Toda essa safa vem martelando na minha cabeça há tempos. O blog pode e deve continuar sendo “Sweet Luly”, mas eu como pessoa não quero mais. Às vezes sou “sweet” e todo dia Luly, mas não podia continuar me definindo com essa palavra e só. Então simplifiquei, resumi a mim mesma trocando o @ das minhas principais redes sociais do momento (Twitter, Instagram e Pinterest), sem criar novos perfis, e pesquisando devagar como fazer o mesmo com as outras que restaram. Algumas, infelizmente, vão ter que ficar como estão. Até deixei contas mais ou menos inativas com os antigos no ar, pra garantir que quem cair lá desavisado vá saber pra onde seguir. E entre todos os nomes que poderia ter escolhido, por que não aquele que resume exatamente o que elas retratam? Por que não @lulylage? Por que não eu?

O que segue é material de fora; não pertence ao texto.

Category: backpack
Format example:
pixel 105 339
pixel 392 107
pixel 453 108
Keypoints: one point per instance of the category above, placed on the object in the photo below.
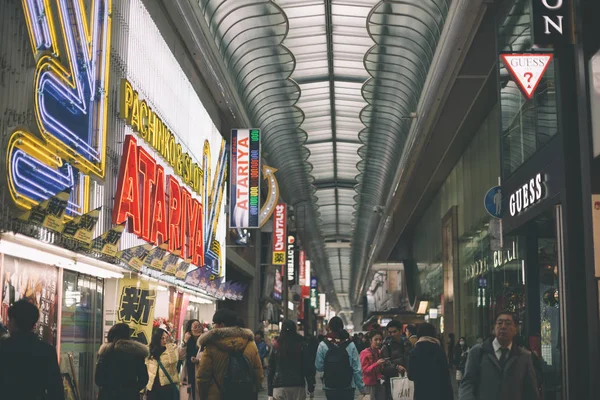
pixel 338 371
pixel 239 379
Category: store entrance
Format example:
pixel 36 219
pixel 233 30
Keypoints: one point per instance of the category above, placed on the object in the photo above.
pixel 540 312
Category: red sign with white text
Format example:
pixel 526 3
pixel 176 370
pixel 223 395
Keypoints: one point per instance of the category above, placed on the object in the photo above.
pixel 157 207
pixel 279 234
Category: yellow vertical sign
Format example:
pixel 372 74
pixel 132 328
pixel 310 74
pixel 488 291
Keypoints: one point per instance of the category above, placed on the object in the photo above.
pixel 137 299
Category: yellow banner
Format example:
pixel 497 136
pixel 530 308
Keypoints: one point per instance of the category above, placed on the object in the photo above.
pixel 137 299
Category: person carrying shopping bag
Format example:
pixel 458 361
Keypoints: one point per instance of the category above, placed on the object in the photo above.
pixel 372 366
pixel 292 367
pixel 189 353
pixel 121 371
pixel 162 368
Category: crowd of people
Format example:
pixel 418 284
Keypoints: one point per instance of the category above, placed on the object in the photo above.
pixel 230 362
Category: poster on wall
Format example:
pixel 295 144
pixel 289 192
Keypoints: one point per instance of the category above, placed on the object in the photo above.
pixel 279 234
pixel 136 302
pixel 245 178
pixel 37 283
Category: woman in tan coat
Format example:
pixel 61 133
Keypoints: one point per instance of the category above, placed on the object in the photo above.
pixel 224 339
pixel 162 367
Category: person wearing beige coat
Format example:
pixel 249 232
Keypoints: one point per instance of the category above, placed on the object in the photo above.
pixel 218 344
pixel 159 386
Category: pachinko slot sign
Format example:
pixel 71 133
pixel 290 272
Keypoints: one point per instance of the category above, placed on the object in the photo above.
pixel 245 178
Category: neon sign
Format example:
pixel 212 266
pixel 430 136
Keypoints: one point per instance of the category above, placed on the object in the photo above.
pixel 72 47
pixel 157 208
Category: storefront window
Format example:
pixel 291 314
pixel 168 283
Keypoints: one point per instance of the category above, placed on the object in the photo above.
pixel 527 125
pixel 81 334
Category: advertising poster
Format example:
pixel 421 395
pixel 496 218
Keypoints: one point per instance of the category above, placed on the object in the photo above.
pixel 136 302
pixel 245 178
pixel 82 228
pixel 279 234
pixel 50 213
pixel 108 242
pixel 37 283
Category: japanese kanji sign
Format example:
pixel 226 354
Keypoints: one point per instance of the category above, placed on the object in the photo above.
pixel 527 70
pixel 136 308
pixel 279 234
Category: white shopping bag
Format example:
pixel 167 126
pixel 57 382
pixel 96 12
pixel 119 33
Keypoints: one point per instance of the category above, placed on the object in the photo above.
pixel 402 388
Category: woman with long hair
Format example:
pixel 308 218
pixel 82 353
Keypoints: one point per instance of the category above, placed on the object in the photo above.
pixel 162 367
pixel 372 366
pixel 291 367
pixel 121 370
pixel 189 353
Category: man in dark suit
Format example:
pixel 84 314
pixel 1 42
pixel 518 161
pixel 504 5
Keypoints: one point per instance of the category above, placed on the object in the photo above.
pixel 499 369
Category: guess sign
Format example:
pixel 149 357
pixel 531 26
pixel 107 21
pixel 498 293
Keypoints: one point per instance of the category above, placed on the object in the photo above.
pixel 157 207
pixel 527 195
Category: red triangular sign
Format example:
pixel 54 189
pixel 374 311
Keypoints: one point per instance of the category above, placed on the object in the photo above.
pixel 527 69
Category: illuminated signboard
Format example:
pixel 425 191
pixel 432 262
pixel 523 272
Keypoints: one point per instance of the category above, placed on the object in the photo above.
pixel 245 178
pixel 160 207
pixel 279 234
pixel 291 259
pixel 71 44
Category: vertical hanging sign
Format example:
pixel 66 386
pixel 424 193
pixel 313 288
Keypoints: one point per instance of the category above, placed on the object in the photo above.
pixel 279 234
pixel 245 178
pixel 551 22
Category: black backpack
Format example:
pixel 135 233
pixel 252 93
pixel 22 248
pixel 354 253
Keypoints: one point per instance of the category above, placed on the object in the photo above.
pixel 338 371
pixel 239 379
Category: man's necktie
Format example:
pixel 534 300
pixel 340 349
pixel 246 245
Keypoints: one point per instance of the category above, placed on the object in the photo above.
pixel 503 357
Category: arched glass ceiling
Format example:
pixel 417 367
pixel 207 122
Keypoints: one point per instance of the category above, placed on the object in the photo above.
pixel 406 34
pixel 332 84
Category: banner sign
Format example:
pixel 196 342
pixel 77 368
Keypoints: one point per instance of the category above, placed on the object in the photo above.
pixel 49 213
pixel 108 242
pixel 136 307
pixel 156 257
pixel 279 234
pixel 245 178
pixel 169 266
pixel 551 22
pixel 134 256
pixel 291 260
pixel 82 227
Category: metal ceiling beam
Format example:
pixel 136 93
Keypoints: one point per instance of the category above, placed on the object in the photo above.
pixel 330 68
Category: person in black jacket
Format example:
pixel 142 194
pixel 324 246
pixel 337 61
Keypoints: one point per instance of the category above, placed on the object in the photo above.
pixel 121 371
pixel 291 367
pixel 28 367
pixel 428 367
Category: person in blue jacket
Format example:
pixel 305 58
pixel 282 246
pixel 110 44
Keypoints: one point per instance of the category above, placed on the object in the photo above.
pixel 343 375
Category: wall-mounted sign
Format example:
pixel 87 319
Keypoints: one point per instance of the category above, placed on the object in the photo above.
pixel 279 234
pixel 527 195
pixel 493 202
pixel 291 259
pixel 527 69
pixel 551 21
pixel 245 178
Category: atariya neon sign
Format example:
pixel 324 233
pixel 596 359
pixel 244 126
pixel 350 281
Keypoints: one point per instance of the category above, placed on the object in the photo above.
pixel 157 208
pixel 71 44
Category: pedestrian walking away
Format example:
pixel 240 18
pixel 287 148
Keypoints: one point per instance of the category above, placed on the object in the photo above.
pixel 121 371
pixel 428 367
pixel 230 368
pixel 372 366
pixel 28 367
pixel 395 351
pixel 292 369
pixel 163 382
pixel 189 352
pixel 499 369
pixel 338 358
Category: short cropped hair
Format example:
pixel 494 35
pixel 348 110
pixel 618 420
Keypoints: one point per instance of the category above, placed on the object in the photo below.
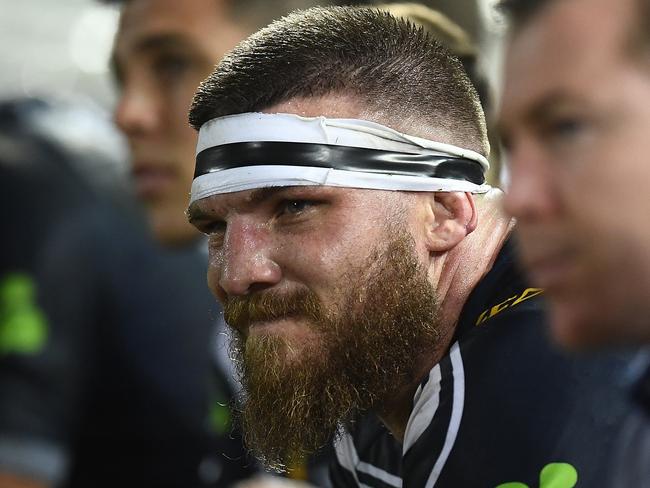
pixel 398 73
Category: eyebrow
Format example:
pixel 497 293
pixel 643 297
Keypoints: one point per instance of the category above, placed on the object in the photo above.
pixel 542 109
pixel 195 213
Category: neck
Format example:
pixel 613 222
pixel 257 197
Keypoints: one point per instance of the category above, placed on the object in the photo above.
pixel 461 269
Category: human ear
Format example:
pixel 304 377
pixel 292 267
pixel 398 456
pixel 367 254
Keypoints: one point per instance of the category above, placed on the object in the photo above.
pixel 451 217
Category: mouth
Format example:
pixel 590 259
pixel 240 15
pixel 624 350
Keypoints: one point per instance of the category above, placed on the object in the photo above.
pixel 552 271
pixel 286 326
pixel 152 181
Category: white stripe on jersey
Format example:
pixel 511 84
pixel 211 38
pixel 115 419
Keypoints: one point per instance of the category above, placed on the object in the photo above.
pixel 456 413
pixel 425 407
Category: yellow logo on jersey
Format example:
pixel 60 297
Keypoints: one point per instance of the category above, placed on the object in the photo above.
pixel 509 303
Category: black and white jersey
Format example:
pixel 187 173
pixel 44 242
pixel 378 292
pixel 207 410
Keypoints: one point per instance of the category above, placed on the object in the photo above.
pixel 503 407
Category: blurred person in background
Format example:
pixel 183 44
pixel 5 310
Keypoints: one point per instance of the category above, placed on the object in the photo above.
pixel 366 270
pixel 162 51
pixel 575 121
pixel 103 381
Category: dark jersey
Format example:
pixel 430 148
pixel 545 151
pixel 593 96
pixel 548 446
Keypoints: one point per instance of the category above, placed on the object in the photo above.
pixel 105 344
pixel 632 466
pixel 502 406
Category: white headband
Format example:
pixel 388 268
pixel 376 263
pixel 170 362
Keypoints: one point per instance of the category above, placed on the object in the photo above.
pixel 313 143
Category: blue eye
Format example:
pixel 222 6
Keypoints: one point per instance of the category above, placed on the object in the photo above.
pixel 295 207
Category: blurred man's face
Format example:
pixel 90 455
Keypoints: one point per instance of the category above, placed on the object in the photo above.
pixel 576 120
pixel 163 50
pixel 328 293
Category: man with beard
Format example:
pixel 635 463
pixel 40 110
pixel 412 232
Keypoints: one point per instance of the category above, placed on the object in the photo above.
pixel 575 118
pixel 366 270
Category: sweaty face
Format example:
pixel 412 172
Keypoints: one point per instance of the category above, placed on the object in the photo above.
pixel 163 50
pixel 575 117
pixel 330 303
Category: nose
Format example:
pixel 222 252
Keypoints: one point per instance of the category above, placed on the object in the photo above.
pixel 136 112
pixel 244 264
pixel 531 192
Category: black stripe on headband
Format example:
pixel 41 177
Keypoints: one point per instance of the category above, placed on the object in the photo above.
pixel 240 154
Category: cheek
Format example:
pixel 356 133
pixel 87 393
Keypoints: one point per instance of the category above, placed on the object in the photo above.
pixel 324 262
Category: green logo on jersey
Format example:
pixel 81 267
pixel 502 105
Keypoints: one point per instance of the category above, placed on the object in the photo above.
pixel 23 328
pixel 554 475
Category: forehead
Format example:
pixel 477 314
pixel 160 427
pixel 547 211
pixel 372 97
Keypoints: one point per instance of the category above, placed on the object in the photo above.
pixel 569 48
pixel 353 201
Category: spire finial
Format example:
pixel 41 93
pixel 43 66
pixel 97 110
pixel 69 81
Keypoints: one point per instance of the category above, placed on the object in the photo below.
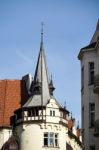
pixel 42 24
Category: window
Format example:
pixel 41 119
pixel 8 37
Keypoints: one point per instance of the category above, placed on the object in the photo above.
pixel 52 113
pixel 82 77
pixel 91 114
pixel 91 73
pixel 92 147
pixel 51 139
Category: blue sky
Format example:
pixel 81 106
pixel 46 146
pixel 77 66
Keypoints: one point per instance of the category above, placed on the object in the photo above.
pixel 69 26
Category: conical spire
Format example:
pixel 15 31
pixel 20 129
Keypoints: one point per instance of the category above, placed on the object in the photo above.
pixel 96 34
pixel 40 87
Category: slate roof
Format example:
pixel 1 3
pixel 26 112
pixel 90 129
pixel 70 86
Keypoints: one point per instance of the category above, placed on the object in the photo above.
pixel 40 86
pixel 13 94
pixel 92 45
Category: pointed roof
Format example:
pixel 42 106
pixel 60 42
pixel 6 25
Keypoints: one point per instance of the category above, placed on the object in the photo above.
pixel 96 34
pixel 40 86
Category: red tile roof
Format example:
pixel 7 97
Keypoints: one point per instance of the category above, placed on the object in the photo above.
pixel 13 94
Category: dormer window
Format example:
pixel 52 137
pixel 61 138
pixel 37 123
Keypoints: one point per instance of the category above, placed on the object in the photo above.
pixel 52 112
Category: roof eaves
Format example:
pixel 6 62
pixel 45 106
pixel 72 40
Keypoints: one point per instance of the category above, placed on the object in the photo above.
pixel 90 47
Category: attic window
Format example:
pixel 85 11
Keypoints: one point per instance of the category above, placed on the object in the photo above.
pixel 52 113
pixel 51 139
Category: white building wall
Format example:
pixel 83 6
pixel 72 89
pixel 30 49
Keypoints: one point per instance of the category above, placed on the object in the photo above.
pixel 31 134
pixel 4 136
pixel 88 97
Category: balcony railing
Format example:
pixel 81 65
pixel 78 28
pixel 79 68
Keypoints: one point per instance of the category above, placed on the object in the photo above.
pixel 96 134
pixel 96 84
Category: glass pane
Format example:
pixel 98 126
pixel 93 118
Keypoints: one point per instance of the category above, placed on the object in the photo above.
pixel 45 134
pixel 51 134
pixel 45 141
pixel 51 142
pixel 50 112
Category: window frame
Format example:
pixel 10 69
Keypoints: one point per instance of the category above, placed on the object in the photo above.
pixel 91 115
pixel 91 72
pixel 50 139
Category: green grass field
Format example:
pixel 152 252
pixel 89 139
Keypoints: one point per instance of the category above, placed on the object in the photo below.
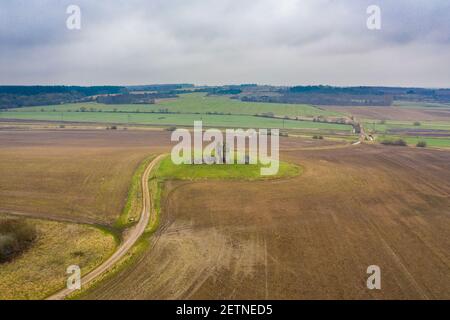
pixel 419 105
pixel 168 170
pixel 233 121
pixel 194 103
pixel 199 103
pixel 391 124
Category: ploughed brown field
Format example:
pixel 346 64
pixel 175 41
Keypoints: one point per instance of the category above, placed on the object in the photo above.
pixel 309 237
pixel 74 175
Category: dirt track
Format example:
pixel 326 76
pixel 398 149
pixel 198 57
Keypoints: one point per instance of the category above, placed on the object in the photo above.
pixel 310 237
pixel 132 237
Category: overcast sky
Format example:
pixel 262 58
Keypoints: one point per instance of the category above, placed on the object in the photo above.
pixel 282 42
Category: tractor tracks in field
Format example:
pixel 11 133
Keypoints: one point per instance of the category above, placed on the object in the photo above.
pixel 132 236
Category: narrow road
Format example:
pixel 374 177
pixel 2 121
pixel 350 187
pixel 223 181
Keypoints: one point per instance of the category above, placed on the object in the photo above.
pixel 132 237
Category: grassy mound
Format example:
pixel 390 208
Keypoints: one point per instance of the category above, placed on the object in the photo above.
pixel 168 170
pixel 16 235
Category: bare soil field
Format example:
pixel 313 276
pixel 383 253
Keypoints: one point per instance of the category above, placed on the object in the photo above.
pixel 72 175
pixel 395 113
pixel 309 237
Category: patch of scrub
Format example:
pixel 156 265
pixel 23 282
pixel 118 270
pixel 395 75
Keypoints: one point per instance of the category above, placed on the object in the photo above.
pixel 168 170
pixel 41 270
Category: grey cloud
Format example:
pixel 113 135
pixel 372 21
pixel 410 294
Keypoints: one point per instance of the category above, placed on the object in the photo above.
pixel 225 41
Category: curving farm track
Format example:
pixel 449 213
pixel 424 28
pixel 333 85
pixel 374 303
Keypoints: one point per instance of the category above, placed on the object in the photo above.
pixel 132 236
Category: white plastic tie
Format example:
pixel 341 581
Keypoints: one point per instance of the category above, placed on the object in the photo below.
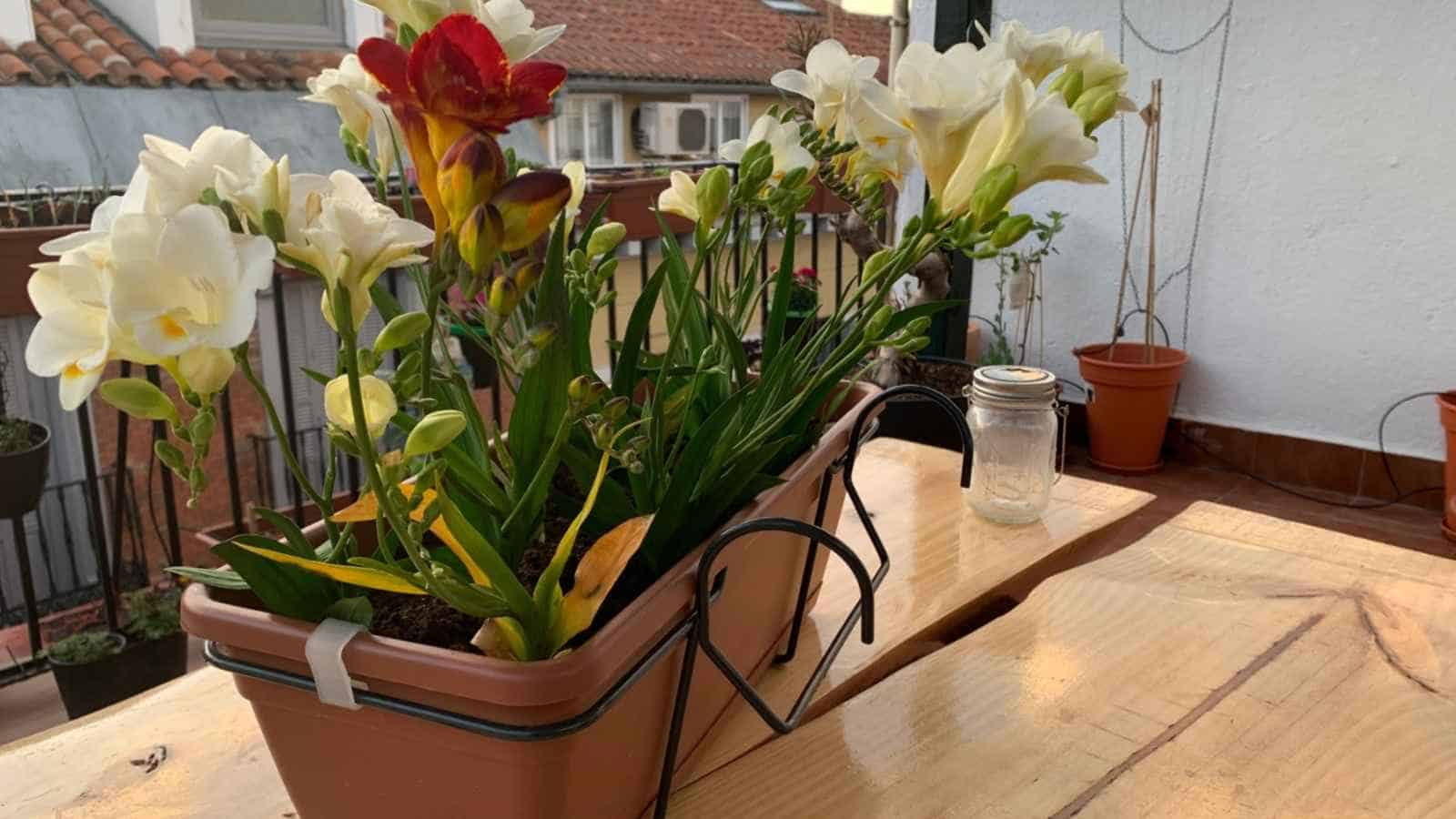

É uma coisa boba pra quem tá de fora, mas até meio representativa aqui dentro. Já passei por vários momentos de amadurecimento relevantes ao longo da minha vida, mas o atual é provavelmente o mais significativo de todos. E minha vida online, que acaba sendo a mesmíssima coisa da vida offline, tá vivendo os reflexos disso, também. De toda essa fluidez louca que, não importa o quão grande seja, ainda preserva aquela boa e velha essência de ser. Como um cacto em constante metamorfose, cada dia desenvolvendo novos galhos e mudas, mas com raízes, firmes e fixas, não o deixando esquecer sua base, mas jamais se limitando a ela. Cresci, e elas cresceram junto comigo!